La realtà del canto gospel è stata anche la palestra di Aretha Franklin, figlia di un pastore battista e di una mamma fuggita via quando lei aveva sei anni. Dopo sei anni, Franklin partorisce il primo figlio. E’ precoce e prolifica, anche nella discografia, sebbene il successo arrivi solo nel 1967, quando Franklin ha 25 anni e le scatole piene di cantare per il gusto di solfeggiare uno spartito o di caricare con la sua vis le parole di uno spiritual scritto da altri. A partire da “Respect”, presa da Otis Redding e diventata un manifesto universale, non c’è via della musica soul, R&B, finanche jazz e funk, che non si riconduca alla figura di Mrs. Franklin, non c’è tributo alla voce, non solo femminile, che non riporti a lei. Può più lei, un volto e un corpo che muovono le montagne, che sia vestita in diamanti e pellicce, oppure con il grembiule e le pianelle di scena, che decenni di saggistica sull’autodeterminazione.
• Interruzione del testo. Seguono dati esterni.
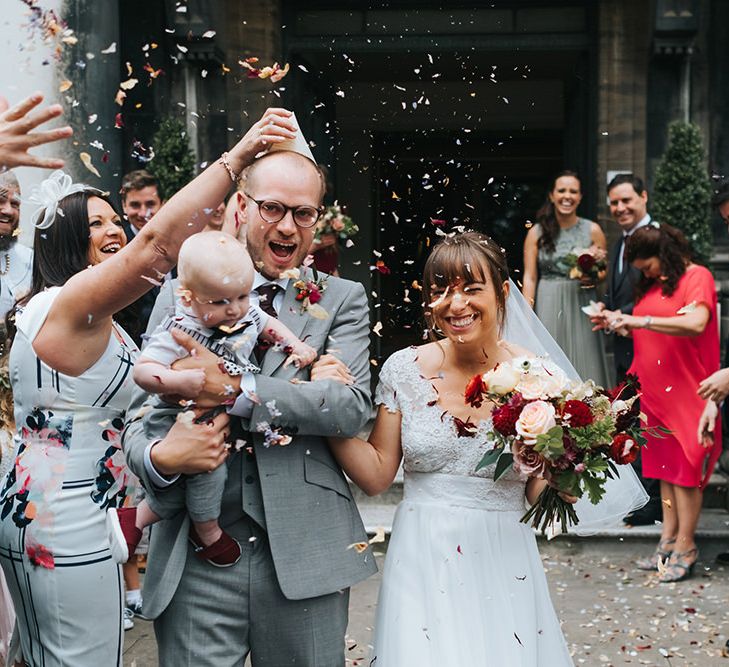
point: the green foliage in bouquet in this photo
(174, 162)
(682, 190)
(336, 221)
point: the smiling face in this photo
(627, 207)
(292, 180)
(106, 235)
(566, 195)
(140, 205)
(223, 302)
(650, 267)
(468, 310)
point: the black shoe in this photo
(645, 516)
(722, 558)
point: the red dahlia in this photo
(578, 413)
(624, 448)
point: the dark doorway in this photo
(426, 189)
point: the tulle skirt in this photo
(463, 583)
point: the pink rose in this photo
(527, 462)
(535, 419)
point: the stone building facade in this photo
(421, 111)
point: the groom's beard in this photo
(6, 242)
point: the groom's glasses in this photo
(273, 211)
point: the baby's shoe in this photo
(122, 533)
(223, 553)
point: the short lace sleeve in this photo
(386, 392)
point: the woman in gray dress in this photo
(557, 297)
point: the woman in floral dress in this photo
(71, 371)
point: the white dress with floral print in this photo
(69, 470)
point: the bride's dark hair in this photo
(469, 257)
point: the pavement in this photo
(611, 613)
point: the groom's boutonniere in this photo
(309, 292)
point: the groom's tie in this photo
(266, 295)
(252, 498)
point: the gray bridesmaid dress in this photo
(558, 303)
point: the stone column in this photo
(625, 30)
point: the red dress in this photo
(670, 369)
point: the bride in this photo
(463, 582)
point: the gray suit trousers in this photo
(248, 613)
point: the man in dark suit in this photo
(628, 201)
(141, 199)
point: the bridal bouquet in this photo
(569, 433)
(335, 221)
(586, 264)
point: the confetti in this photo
(86, 160)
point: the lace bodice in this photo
(430, 442)
(551, 264)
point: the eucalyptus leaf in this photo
(490, 457)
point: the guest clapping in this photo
(551, 249)
(676, 341)
(70, 409)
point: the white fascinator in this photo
(49, 193)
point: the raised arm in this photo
(16, 136)
(529, 280)
(82, 311)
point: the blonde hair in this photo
(209, 259)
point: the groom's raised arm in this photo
(326, 407)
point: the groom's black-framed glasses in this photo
(273, 211)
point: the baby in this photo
(216, 276)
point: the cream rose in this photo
(535, 419)
(502, 379)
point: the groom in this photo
(286, 600)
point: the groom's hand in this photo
(190, 447)
(219, 388)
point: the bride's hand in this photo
(328, 367)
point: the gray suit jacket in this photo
(311, 518)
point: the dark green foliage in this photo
(174, 162)
(682, 190)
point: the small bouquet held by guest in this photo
(569, 433)
(334, 221)
(588, 265)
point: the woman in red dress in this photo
(676, 340)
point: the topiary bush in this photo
(682, 190)
(174, 162)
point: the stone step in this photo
(716, 494)
(712, 534)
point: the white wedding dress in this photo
(463, 583)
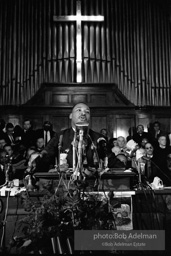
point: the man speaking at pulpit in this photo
(79, 139)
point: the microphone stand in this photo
(80, 146)
(74, 152)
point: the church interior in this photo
(112, 58)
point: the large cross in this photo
(78, 18)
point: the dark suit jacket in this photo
(28, 138)
(138, 138)
(66, 138)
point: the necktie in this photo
(46, 140)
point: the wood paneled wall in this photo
(131, 48)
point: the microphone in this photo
(83, 127)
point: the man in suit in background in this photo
(94, 145)
(140, 134)
(46, 132)
(28, 137)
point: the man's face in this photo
(2, 143)
(121, 142)
(149, 149)
(9, 150)
(40, 143)
(27, 125)
(140, 129)
(10, 131)
(162, 141)
(80, 114)
(156, 127)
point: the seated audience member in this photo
(104, 133)
(151, 166)
(123, 158)
(121, 146)
(93, 144)
(40, 144)
(2, 142)
(5, 166)
(18, 131)
(17, 162)
(46, 132)
(2, 127)
(131, 132)
(143, 142)
(160, 156)
(140, 134)
(28, 137)
(9, 134)
(112, 143)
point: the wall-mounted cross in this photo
(78, 18)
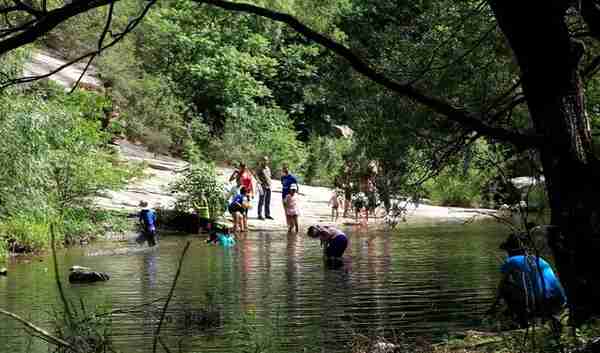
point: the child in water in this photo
(292, 209)
(238, 208)
(220, 234)
(334, 202)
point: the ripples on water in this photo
(421, 280)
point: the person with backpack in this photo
(529, 286)
(147, 221)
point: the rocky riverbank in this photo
(161, 170)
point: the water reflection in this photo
(422, 280)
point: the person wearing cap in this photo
(333, 240)
(287, 180)
(263, 174)
(292, 209)
(529, 286)
(147, 220)
(243, 178)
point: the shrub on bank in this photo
(54, 159)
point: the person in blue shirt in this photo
(529, 286)
(221, 235)
(333, 241)
(287, 180)
(147, 220)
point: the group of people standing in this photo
(245, 191)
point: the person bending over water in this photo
(333, 241)
(529, 286)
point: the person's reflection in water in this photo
(150, 270)
(148, 291)
(336, 294)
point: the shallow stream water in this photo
(421, 281)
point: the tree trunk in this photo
(549, 60)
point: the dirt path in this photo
(162, 170)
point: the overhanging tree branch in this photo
(466, 119)
(116, 38)
(48, 21)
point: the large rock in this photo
(86, 275)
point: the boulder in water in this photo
(81, 274)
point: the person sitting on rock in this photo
(147, 220)
(333, 241)
(529, 286)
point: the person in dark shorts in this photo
(333, 240)
(147, 220)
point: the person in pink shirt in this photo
(292, 209)
(334, 202)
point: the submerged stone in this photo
(85, 275)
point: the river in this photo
(423, 280)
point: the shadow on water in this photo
(422, 280)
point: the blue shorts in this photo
(336, 246)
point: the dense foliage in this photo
(54, 159)
(200, 182)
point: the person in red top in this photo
(243, 177)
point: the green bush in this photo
(325, 159)
(453, 188)
(251, 133)
(25, 232)
(54, 160)
(200, 180)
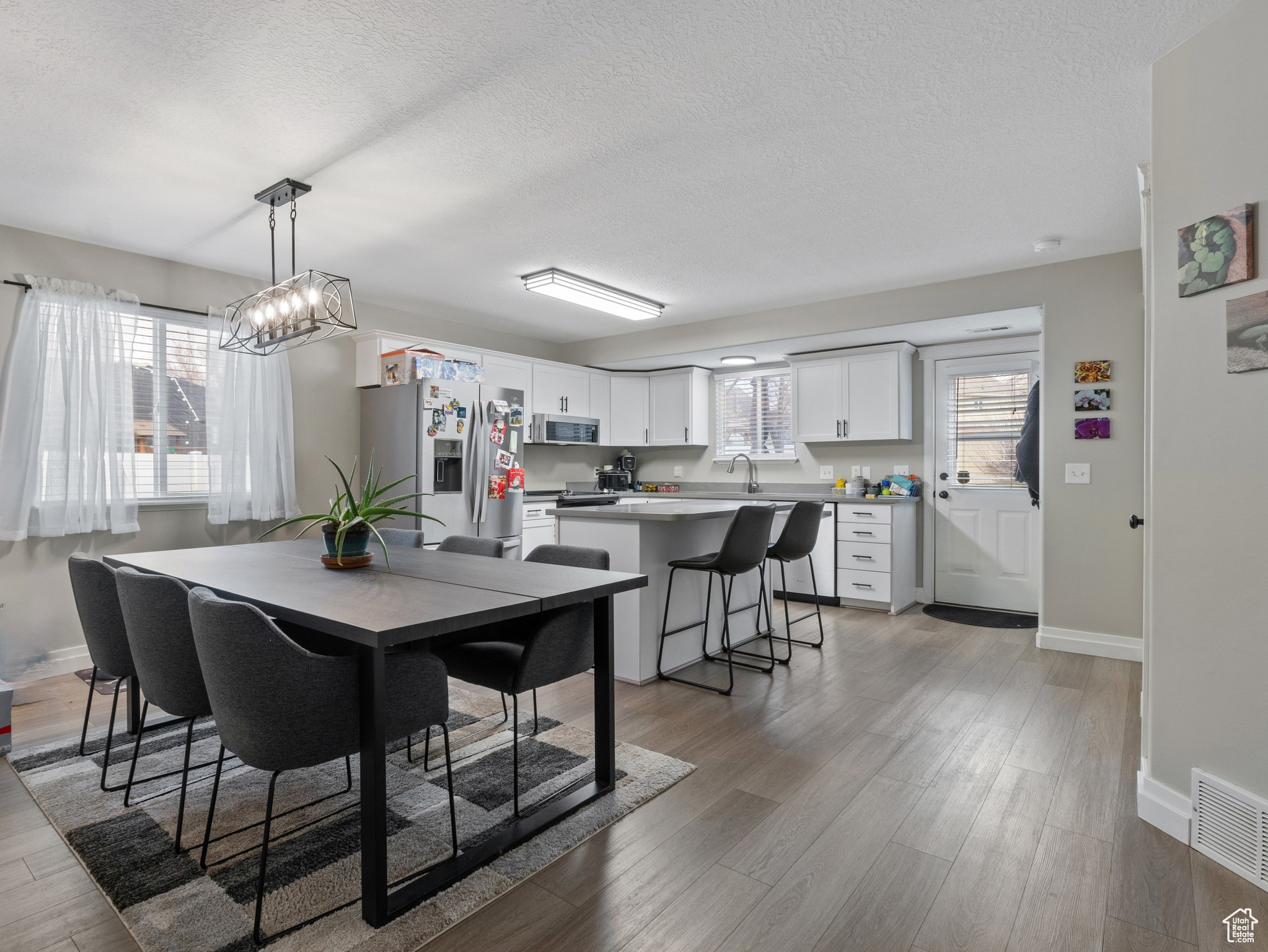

C’è grande attesa per “Respect”, il biopic interpretato da Jennifer Hudson, che è stata già Effie White (alter ego di Florence Ballard delle Supremes di Diana Ross) in “Dreamgirls” del 2006. L’uscita del film è prevista per la fine di questa estate.
Anche Michael Jackson era ancora un bambino quando le luci della ribalta lo hanno assurto a popstar mondiale. Un talento fuori dal comune, un’infanzia rubata troppo presto, unito alla sufficienza con cui l’industria discografica trattava i più giovani tra i pittoreschi “Jackson Five”, hanno costituito l’alfabetizzazione sociale di Jackson. E così, mentre l’artista, col suo corpo, con la sua voce, con i suoi costumi destinati a fare la storia, infrangeva un record dopo l’altro, l’uomo sentiva tutta l’inferiorità dell’essere trattato da nero, anche con tutti i soldi del mondo. L’uomo ha voluto diventare per forza ciò che la società coccola di più: un ragazzino bianco. Debiti contratti per camere iperbariche, medicinali, interventi chirurgici. Una casa che è uno sterminato parco giochi. Raffiche di accuse per pedofilia. Un adulto precoce era diventato un eterno bambino, fragile, che muore a soli cinquant’anni, divorato dalle sue ossessioni.
Tutte queste storie trovano la loro chiave di lettura nelle conseguenze che mostrano l’altra faccia del razzismo: l’inadeguatezza.
La bonus track del viaggio di oggi è il film Green Book, tre premi Oscar, tra cui quello per il miglior film, nell’edizione 2019. Anche Mahershala Ali, già citato, ha vinto l’Oscar come attore non protagonista. Il film narra la storia vera di Don Shirley, pianista afroamericano. La storia arriva a un punto in cui Shirley non è abbastanza bianco per essere bianco, non abbastanza nero per essere nero, non abbastanza qualcosa, per essere se stesso (lo stesso film è stato ritenuto poco black dai puristi del genere).
E’ perdendosi che l’artista scopre che fingersi qualcosa, per assecondare chi ci guarda, non appaga né se stessi, né gli altri, ed è questa, la lezione per tutti noi.
Beatrice Zippo
Un bellissimo pezzo veramente bello. Con la speranza che lo leggano e che si mettano in testa una cosa che fa parte del nostro DNA, del nostro modo di sentire: bianco o nero non esistono in maniera distorta se non in una mente quanto meno “malata”. Al di là dei riferimenti del pezzo molto pregevole, ricordo il grande film di Spielberg “IL COLORE VIOLA”. Alla melodia, alla musica si aggiunge anche questo poetico film con una scena finale struggente.